By Rajiv Anand, Axis Mutual Fund
Another budget done. As usual some incremental tweaks. Some more allocations to social programmes, many of which don’t see light of the day. One can however see a big emphasis on women, including the creation of bank for women! This budget was meant to address two key issues – Get growth going which will create jobs and help manage inflation and secondly make financial instruments more attractive. Let us look at each one separately.
The reintroduction of Investment Allowance, a tax break for creating new assets is positive. Apart from that, there was little to spur growth. While the RGESS (Rajiv Gandhi Equity Savings Scheme) has been liberalised to some extent with tax benefits now available for three years, it is still too cumbersome for investors to get into this scheme and the tax benefit too small. One big issue is the lack of retail participation in equity markets or equity mutual funds. I did not see anything to enthuse domestic investors into the markets.
Corporates have been helped by keeping both direct and indirect taxes stable. There has however been an increase in surcharge on corporation tax.

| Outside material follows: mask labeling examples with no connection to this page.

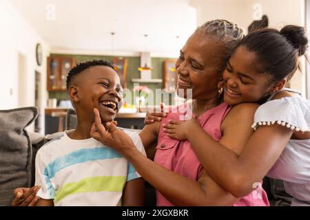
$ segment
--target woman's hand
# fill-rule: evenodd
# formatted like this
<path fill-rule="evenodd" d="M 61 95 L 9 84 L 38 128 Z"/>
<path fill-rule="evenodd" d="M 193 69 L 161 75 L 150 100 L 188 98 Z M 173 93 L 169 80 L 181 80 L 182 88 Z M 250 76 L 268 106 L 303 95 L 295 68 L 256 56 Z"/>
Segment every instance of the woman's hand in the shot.
<path fill-rule="evenodd" d="M 167 109 L 165 109 L 165 104 L 161 102 L 160 104 L 160 112 L 158 112 L 156 109 L 152 109 L 152 112 L 147 110 L 145 119 L 144 120 L 144 124 L 152 124 L 155 121 L 160 122 L 163 118 L 167 116 Z"/>
<path fill-rule="evenodd" d="M 125 155 L 126 149 L 134 147 L 132 139 L 126 133 L 118 129 L 113 122 L 101 124 L 99 111 L 94 109 L 94 122 L 90 129 L 90 136 L 118 153 Z"/>
<path fill-rule="evenodd" d="M 17 188 L 14 190 L 14 198 L 11 203 L 12 206 L 35 206 L 39 197 L 37 192 L 39 187 L 34 186 L 32 188 Z"/>
<path fill-rule="evenodd" d="M 187 139 L 187 133 L 190 132 L 193 126 L 200 126 L 198 120 L 194 118 L 192 118 L 187 121 L 170 120 L 169 124 L 163 124 L 163 131 L 167 133 L 167 135 L 169 138 L 183 140 Z"/>

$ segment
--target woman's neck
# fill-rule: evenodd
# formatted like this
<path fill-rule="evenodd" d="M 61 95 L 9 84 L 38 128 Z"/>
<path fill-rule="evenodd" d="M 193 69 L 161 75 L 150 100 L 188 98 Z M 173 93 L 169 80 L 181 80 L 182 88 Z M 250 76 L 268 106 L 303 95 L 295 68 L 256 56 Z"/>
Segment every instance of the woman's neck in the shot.
<path fill-rule="evenodd" d="M 206 111 L 213 109 L 222 102 L 222 100 L 218 97 L 212 98 L 209 100 L 193 100 L 193 113 L 199 117 Z"/>

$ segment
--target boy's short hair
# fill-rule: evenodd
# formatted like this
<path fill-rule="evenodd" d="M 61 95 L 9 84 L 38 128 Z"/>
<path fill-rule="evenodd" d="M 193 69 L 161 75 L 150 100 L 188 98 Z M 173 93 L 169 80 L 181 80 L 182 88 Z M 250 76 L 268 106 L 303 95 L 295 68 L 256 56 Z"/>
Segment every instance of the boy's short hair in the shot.
<path fill-rule="evenodd" d="M 71 85 L 71 83 L 73 80 L 73 78 L 77 74 L 81 73 L 84 70 L 94 66 L 106 66 L 111 67 L 112 69 L 114 69 L 113 68 L 113 65 L 111 64 L 111 63 L 103 60 L 94 60 L 92 61 L 86 61 L 84 63 L 79 63 L 78 65 L 76 65 L 75 67 L 74 67 L 68 74 L 67 76 L 67 91 L 69 91 L 69 88 Z"/>

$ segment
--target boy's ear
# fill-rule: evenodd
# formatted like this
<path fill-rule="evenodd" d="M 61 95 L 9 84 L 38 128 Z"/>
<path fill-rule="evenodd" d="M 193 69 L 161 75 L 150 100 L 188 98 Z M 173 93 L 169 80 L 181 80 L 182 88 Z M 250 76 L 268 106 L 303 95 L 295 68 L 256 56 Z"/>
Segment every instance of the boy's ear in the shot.
<path fill-rule="evenodd" d="M 77 103 L 80 100 L 79 88 L 75 85 L 72 85 L 69 88 L 69 97 L 74 103 Z"/>
<path fill-rule="evenodd" d="M 271 92 L 275 92 L 281 90 L 287 84 L 287 80 L 286 78 L 282 79 L 279 82 L 276 83 L 271 88 Z"/>

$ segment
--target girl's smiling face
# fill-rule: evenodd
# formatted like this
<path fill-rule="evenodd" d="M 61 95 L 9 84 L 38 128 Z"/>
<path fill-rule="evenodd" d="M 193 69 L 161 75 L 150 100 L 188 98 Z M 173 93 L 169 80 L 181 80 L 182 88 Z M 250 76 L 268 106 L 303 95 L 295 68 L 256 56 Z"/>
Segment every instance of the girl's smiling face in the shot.
<path fill-rule="evenodd" d="M 227 62 L 223 78 L 224 101 L 234 105 L 259 101 L 273 90 L 270 75 L 262 73 L 254 52 L 238 47 Z"/>

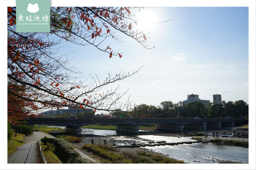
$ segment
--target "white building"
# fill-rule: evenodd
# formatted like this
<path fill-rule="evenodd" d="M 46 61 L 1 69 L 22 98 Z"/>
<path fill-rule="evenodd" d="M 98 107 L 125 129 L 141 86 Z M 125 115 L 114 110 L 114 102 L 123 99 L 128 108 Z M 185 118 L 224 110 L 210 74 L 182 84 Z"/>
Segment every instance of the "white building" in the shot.
<path fill-rule="evenodd" d="M 213 102 L 216 104 L 221 104 L 221 94 L 213 94 L 212 95 Z"/>
<path fill-rule="evenodd" d="M 199 95 L 197 94 L 188 94 L 188 99 L 183 101 L 183 102 L 185 105 L 186 105 L 188 103 L 193 102 L 193 101 L 199 101 L 202 102 L 202 103 L 205 107 L 207 107 L 209 103 L 210 100 L 201 100 L 199 98 Z"/>

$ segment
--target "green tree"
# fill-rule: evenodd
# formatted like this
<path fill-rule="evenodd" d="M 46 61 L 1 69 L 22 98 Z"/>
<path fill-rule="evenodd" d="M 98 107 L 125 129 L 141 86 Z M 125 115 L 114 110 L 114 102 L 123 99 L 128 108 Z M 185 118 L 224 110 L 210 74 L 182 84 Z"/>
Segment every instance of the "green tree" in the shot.
<path fill-rule="evenodd" d="M 202 117 L 206 116 L 207 109 L 202 103 L 195 101 L 188 103 L 184 107 L 184 117 Z"/>
<path fill-rule="evenodd" d="M 234 103 L 235 111 L 234 116 L 236 118 L 245 117 L 249 115 L 249 105 L 244 100 L 240 100 Z"/>
<path fill-rule="evenodd" d="M 174 105 L 172 101 L 163 101 L 160 103 L 160 106 L 163 110 L 163 112 L 164 113 L 163 116 L 166 115 L 166 117 L 174 117 L 175 114 L 174 111 Z"/>

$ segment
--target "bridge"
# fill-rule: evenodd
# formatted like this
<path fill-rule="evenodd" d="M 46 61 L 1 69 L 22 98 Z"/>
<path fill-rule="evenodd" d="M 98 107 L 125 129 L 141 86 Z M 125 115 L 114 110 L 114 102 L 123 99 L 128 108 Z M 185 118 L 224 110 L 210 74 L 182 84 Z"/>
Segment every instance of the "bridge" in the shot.
<path fill-rule="evenodd" d="M 156 124 L 157 130 L 182 131 L 184 129 L 205 130 L 209 128 L 233 127 L 245 122 L 242 119 L 193 118 L 36 118 L 26 120 L 31 125 L 44 124 L 65 126 L 67 132 L 80 134 L 81 127 L 93 124 L 116 125 L 117 132 L 138 133 L 138 126 L 145 124 Z"/>

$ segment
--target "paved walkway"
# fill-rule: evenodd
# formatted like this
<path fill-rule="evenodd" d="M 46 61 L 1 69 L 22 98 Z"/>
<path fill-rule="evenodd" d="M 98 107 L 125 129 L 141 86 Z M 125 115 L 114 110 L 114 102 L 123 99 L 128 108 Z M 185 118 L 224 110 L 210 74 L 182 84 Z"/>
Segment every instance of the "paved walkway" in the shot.
<path fill-rule="evenodd" d="M 40 163 L 37 150 L 37 139 L 39 141 L 45 136 L 54 137 L 40 131 L 35 131 L 26 137 L 25 144 L 18 148 L 17 150 L 7 158 L 8 164 L 33 164 Z"/>
<path fill-rule="evenodd" d="M 32 164 L 40 163 L 37 150 L 37 139 L 40 141 L 44 137 L 55 137 L 40 131 L 35 131 L 32 135 L 26 137 L 25 144 L 18 148 L 17 150 L 9 155 L 7 158 L 8 164 Z M 82 158 L 89 159 L 96 163 L 96 161 L 89 157 L 86 154 L 75 149 Z"/>

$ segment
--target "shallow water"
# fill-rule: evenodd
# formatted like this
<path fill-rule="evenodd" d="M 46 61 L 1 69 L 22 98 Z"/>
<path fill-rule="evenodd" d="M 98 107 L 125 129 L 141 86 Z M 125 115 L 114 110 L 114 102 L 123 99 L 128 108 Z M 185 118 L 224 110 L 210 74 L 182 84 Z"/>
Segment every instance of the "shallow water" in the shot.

The surcharge will also apply to dividend distribution tax (both for corporates and mutual funds).
In a pre-election year the FM has managed to present a budget that has made the requisite allocations to please the electorate and at the same time kept the aam admi happy by not raising taxes. He has however decided to target the super rich by increasing taxation on their income as well as on luxury cars and yachts.It is disappointing that tax revenues are only being increased from 42,800 honest tax payers and no attempt is being made to increase the tax base itself.
Despite the fact tax rates have not been increased tax revenues are estimated to grow at 20%. This seems ambitious for an economy that is expected to grow at about 6% in FY14.